The quota arrangement is very unfair. Information received by me from a number of universities indicates that this year there were 1,058 applications to UCD with only 170 places available; there were 800 applications to UCC with only 165 places available and letters to this effect were sent out late last week to the students involved. In Maynooth there were 860 applications for 150 places.

Those figures illustrate the huge number of students who will be bitterly disappointed again this year. Some students who were debarred by the quota system last year have been unlucky again this year. A number of school principals have informed me that the quota system operates without reference to the subject needs of our schools. This has already been well articulated by the Association of Secondary Teachers of Ireland.

There is a shortage of teachers for [693] certain subjects such as Irish, woodwork, chemistry, physics and home economics and no cognisance has been taken of this fact. A few years from now there will be a grave shortage of qualified teachers in these subjects unless remedial action is taken urgently.

We are also concerned about the selection procedures to be adopted in deciding which students should be allowed to progress to the diploma programme. Universities adopt different criteria to decide which students should be allowed go forward, ranging from academic qualifications to the size of a curriculum vitae, etc. This will raise serious questions in the minds of students, parents and educationalists generally.

I urge the Minister to be more caring, compassionate and equitable in the treatment of these students.

Minister for Education (Ms. Bhreathnach): Information on Niamh Bhreathnach  Zoom on Niamh Bhreathnach  The issue of the number of students who should be admitted to Higher Diploma in Education courses is a difficult one. My objectives are to ensure an adequate supply of teachers and to maintain some reasonable balance between the supply and demand for teachers.

In particular, I wish to avoid a situation where there is an oversupply of secondary teachers or outcry about the number of teachers who cannot get employment, such as happened not so long ago.

The exact forecasting of teacher requirements is a difficult exercise, but from the enrolment projections and other information available to me, it appears that the quota of Higher Diploma in Education students enrolled for the 1994-95 academic year will be adequate to fill the vacancies available.

In relation to the Higher Diploma in Education intake for the 1995-96 academic year, I am re-examining the position and I will take into account such factors as enrolment projections, the estimated teacher numbers required and other statistical information. Other features which will have a bearing on [694] the question are natural wastage of teachers, transition year take-up and the likely additional posts to be approved for schools for 1996-97. These issues will be balanced against the total teacher supply; the output from specialist teacher-training college, such as home economics, psysical education, and technology; and the output from the Higher Diploma in Education courses.

In attempting to make projections, it is impossible to guess how some schools will attempt to fill their vacancies — for example, how they will redeploy their existing staff and what subject mix they will seek in advertising the vacant post.

Another problem is that there are perceived shortages of teachers of certain subjects. The mobility of teachers comes into play here, and the location of the school may well have a bearing on the ease with which a particular vacant post can be filled. The output from Higher Diploma in Education courses does not ensure any particular mix of basic degrees.

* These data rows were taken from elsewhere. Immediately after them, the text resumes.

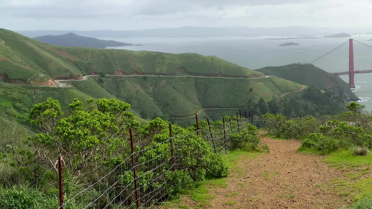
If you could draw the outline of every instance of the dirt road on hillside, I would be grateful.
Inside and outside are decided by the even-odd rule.
[[[205,208],[339,209],[350,203],[322,186],[342,175],[322,162],[323,157],[297,153],[299,141],[260,138],[270,146],[270,153],[241,158],[238,164],[241,172],[227,178],[227,188],[210,189],[215,197]],[[184,198],[190,208],[195,208],[196,203]]]
[[[307,86],[305,86],[304,85],[302,85],[302,87],[301,87],[301,89],[299,89],[298,90],[297,90],[294,91],[291,91],[290,92],[287,92],[286,93],[284,93],[284,94],[282,94],[280,96],[280,97],[279,97],[279,98],[282,98],[283,97],[285,96],[285,95],[287,95],[287,94],[290,94],[291,93],[294,93],[295,92],[297,92],[298,91],[302,91],[302,90],[305,89],[306,89],[307,88]]]

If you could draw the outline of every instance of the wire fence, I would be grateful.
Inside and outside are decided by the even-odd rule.
[[[228,121],[225,121],[224,118],[222,125],[209,125],[204,129],[197,129],[193,133],[183,135],[172,136],[170,123],[167,139],[141,150],[136,150],[134,147],[131,129],[131,151],[128,156],[112,170],[102,171],[102,173],[106,174],[80,192],[70,195],[64,201],[63,177],[60,176],[58,209],[159,208],[167,200],[167,188],[171,186],[169,184],[171,171],[180,168],[179,166],[184,161],[198,157],[185,153],[187,151],[186,148],[190,145],[188,142],[192,139],[202,139],[215,153],[224,155],[230,149],[231,134],[244,133],[251,125],[259,129],[271,125],[270,121],[259,117],[237,118],[232,120],[229,118]],[[185,156],[188,159],[185,159]],[[62,165],[60,174],[63,173]]]

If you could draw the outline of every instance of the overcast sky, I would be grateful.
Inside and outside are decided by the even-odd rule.
[[[0,28],[370,28],[372,0],[0,0]]]

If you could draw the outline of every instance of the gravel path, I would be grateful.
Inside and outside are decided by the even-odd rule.
[[[227,188],[210,190],[216,197],[206,208],[339,209],[349,204],[344,197],[319,184],[343,174],[322,162],[323,157],[296,152],[299,141],[260,138],[270,153],[255,159],[242,158],[241,170],[228,178]]]

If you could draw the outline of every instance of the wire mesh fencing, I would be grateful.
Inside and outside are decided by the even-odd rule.
[[[203,140],[210,150],[222,155],[230,150],[231,135],[246,132],[252,125],[260,129],[271,125],[270,121],[253,116],[233,120],[224,118],[220,125],[209,125],[193,133],[172,136],[170,123],[167,139],[141,149],[134,147],[131,129],[131,152],[123,160],[118,159],[112,170],[97,171],[98,180],[94,183],[76,193],[69,191],[64,201],[62,186],[58,209],[159,208],[169,195],[167,189],[172,186],[169,184],[172,171],[182,169],[183,161],[198,157],[187,152],[192,140]],[[99,176],[102,177],[97,178]]]

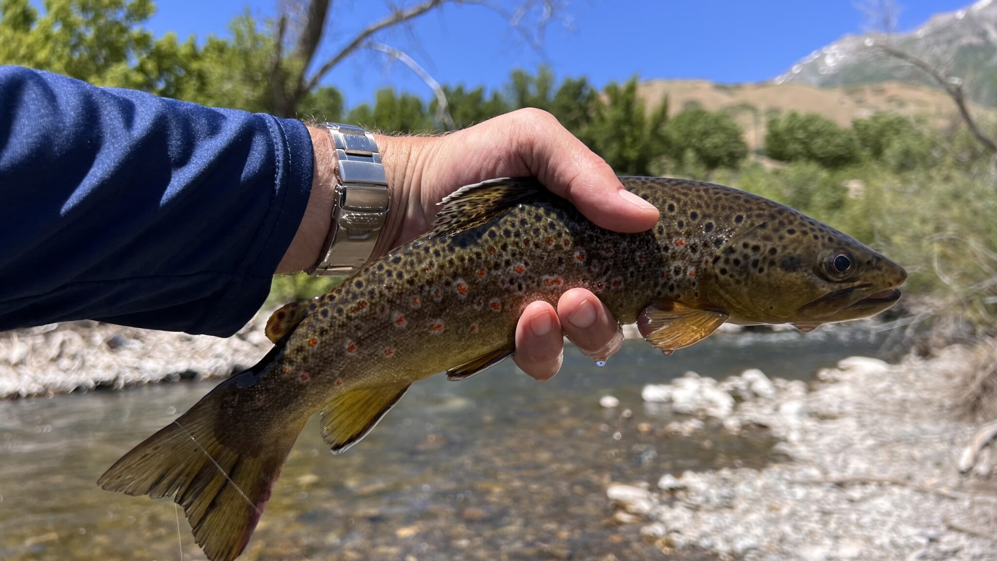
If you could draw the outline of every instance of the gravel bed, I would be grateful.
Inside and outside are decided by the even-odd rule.
[[[977,429],[956,413],[954,388],[969,354],[953,346],[897,365],[846,358],[811,387],[759,370],[720,382],[690,373],[645,387],[645,400],[720,418],[733,432],[768,427],[785,460],[664,473],[653,484],[610,485],[607,497],[666,553],[997,560],[997,453],[979,454],[968,474],[959,469]]]

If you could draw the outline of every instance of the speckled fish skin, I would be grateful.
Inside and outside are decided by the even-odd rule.
[[[445,207],[449,226],[297,308],[303,319],[267,357],[129,452],[101,485],[174,494],[208,558],[234,559],[309,416],[321,410],[326,442],[346,449],[412,382],[444,370],[471,375],[509,353],[532,301],[555,304],[584,287],[624,323],[650,306],[648,339],[671,351],[724,321],[809,330],[899,296],[902,268],[796,211],[722,186],[621,181],[661,211],[654,229],[609,232],[535,183],[512,181],[503,192],[501,182],[487,182],[498,189],[485,206],[520,191],[513,204],[463,222],[463,211]],[[465,188],[455,199],[473,212],[474,196]]]

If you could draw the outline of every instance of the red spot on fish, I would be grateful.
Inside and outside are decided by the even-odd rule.
[[[401,311],[396,311],[392,316],[392,322],[395,323],[396,327],[404,327],[409,321],[405,318],[405,314]]]

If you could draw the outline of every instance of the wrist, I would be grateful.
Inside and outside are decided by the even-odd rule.
[[[429,230],[422,205],[421,179],[435,139],[385,135],[374,135],[374,139],[391,191],[388,221],[374,250],[374,256],[382,256]]]
[[[301,224],[277,266],[277,274],[307,271],[318,263],[332,227],[336,189],[336,153],[329,131],[308,127],[312,141],[312,186]]]

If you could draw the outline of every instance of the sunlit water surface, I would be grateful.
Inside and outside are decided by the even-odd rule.
[[[461,382],[434,376],[343,455],[327,452],[312,419],[242,558],[665,558],[641,542],[639,524],[612,522],[606,485],[764,465],[773,441],[760,429],[733,436],[714,424],[705,436],[666,436],[661,428],[678,417],[643,403],[641,388],[686,370],[722,378],[759,367],[809,379],[851,354],[879,347],[859,334],[728,335],[664,357],[626,341],[603,368],[569,348],[546,383],[511,361]],[[110,493],[95,481],[215,383],[0,401],[0,559],[203,559],[171,501]],[[607,394],[620,406],[600,407]]]

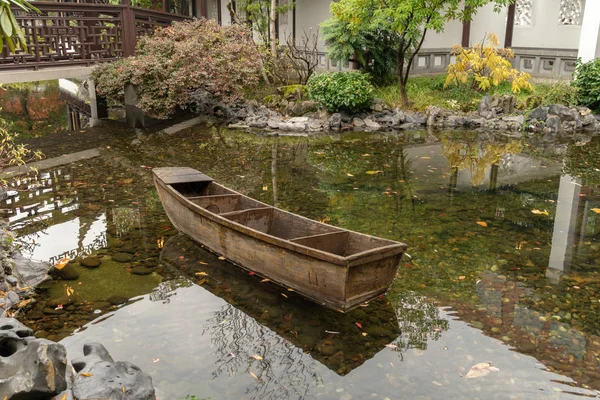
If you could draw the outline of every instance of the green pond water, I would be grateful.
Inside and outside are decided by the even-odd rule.
[[[150,169],[176,165],[408,255],[385,298],[324,309],[177,234]],[[597,138],[199,127],[112,143],[11,188],[0,208],[24,252],[68,256],[78,275],[21,320],[71,358],[102,342],[151,374],[160,399],[598,397]],[[102,264],[81,265],[89,255]],[[468,378],[477,363],[493,368]]]

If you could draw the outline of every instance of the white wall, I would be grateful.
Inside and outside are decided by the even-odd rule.
[[[321,22],[329,19],[330,1],[327,0],[297,0],[296,1],[296,37],[302,35],[302,28],[308,31],[310,28],[316,30]],[[291,20],[290,20],[291,25]],[[325,44],[322,40],[319,41],[319,50],[325,51]]]
[[[480,43],[486,35],[495,33],[500,41],[500,46],[504,47],[507,12],[507,8],[503,8],[499,13],[494,12],[492,4],[481,7],[477,14],[473,16],[473,21],[471,21],[471,41],[469,44],[473,46],[474,43]]]
[[[462,22],[450,21],[444,32],[428,31],[423,42],[423,49],[449,49],[462,41]]]
[[[559,25],[559,11],[560,0],[532,0],[531,26],[515,25],[513,47],[576,50],[581,26]]]

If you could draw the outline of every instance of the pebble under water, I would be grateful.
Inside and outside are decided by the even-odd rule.
[[[103,343],[160,399],[598,397],[599,155],[598,138],[474,132],[198,127],[111,144],[10,183],[0,212],[24,253],[72,260],[18,317],[72,358]],[[387,296],[327,310],[178,234],[152,184],[161,166],[403,241],[408,256]]]

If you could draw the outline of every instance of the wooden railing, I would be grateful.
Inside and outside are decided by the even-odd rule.
[[[15,9],[27,52],[0,53],[0,70],[93,65],[135,53],[137,37],[189,17],[130,5],[32,2],[41,14]]]

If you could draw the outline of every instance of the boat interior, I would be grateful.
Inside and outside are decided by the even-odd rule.
[[[237,194],[215,182],[186,182],[171,187],[207,211],[256,231],[342,257],[395,244],[322,224]]]

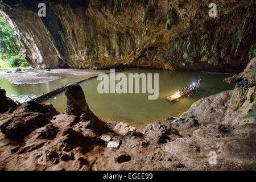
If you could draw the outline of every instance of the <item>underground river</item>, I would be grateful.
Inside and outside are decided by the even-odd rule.
[[[35,84],[15,84],[9,80],[0,78],[0,86],[6,89],[8,97],[23,102],[27,99],[28,96],[35,98],[58,87],[85,79],[100,72],[109,72],[88,70],[77,71],[83,71],[92,73],[80,75],[67,74],[65,72],[61,73],[61,71],[57,73],[42,71],[41,73],[44,76],[56,76],[60,78]],[[97,72],[98,73],[96,73]],[[138,129],[142,129],[148,123],[155,121],[164,122],[166,118],[176,117],[188,110],[193,103],[203,97],[234,88],[234,85],[222,82],[225,78],[230,76],[226,74],[149,69],[130,70],[122,73],[127,76],[129,73],[159,73],[158,98],[148,100],[148,93],[100,94],[97,91],[97,86],[101,81],[98,81],[97,78],[84,82],[80,85],[90,110],[99,118],[105,121],[125,122]],[[174,94],[178,89],[189,86],[193,82],[196,83],[199,75],[203,82],[197,94],[190,97],[184,97],[176,102],[171,103],[164,100],[164,98]],[[118,82],[117,81],[116,83]],[[51,102],[57,110],[65,112],[66,101],[65,93],[62,92],[44,102]]]

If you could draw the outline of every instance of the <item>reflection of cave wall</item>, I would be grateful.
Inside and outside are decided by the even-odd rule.
[[[219,1],[215,19],[206,0],[0,1],[34,67],[235,72],[256,56],[251,1]]]

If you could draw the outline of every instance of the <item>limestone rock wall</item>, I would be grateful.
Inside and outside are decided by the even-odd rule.
[[[256,56],[255,2],[1,0],[38,68],[143,67],[240,72]],[[46,17],[38,5],[47,6]]]

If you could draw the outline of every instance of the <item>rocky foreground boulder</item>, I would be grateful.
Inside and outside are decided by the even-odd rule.
[[[0,87],[0,114],[7,111],[11,112],[17,108],[17,104],[11,99],[6,97],[5,89]]]
[[[67,114],[23,104],[0,115],[0,169],[255,170],[255,61],[225,79],[234,90],[124,135],[93,114],[79,85],[67,88]]]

It does not follow that the removal of the quota imposed on places in Higher Diploma in Education courses would enable more students to pursue a career in secondary school teaching. Rather, it might result in an oversupply of graduates qualified to teach in secondary schools. This is a situation which I should like to avoid if possible.

I expect to make a decision shortly on the question of the number of places on Higher Diploma in Education courses for the 1995-96 academic year.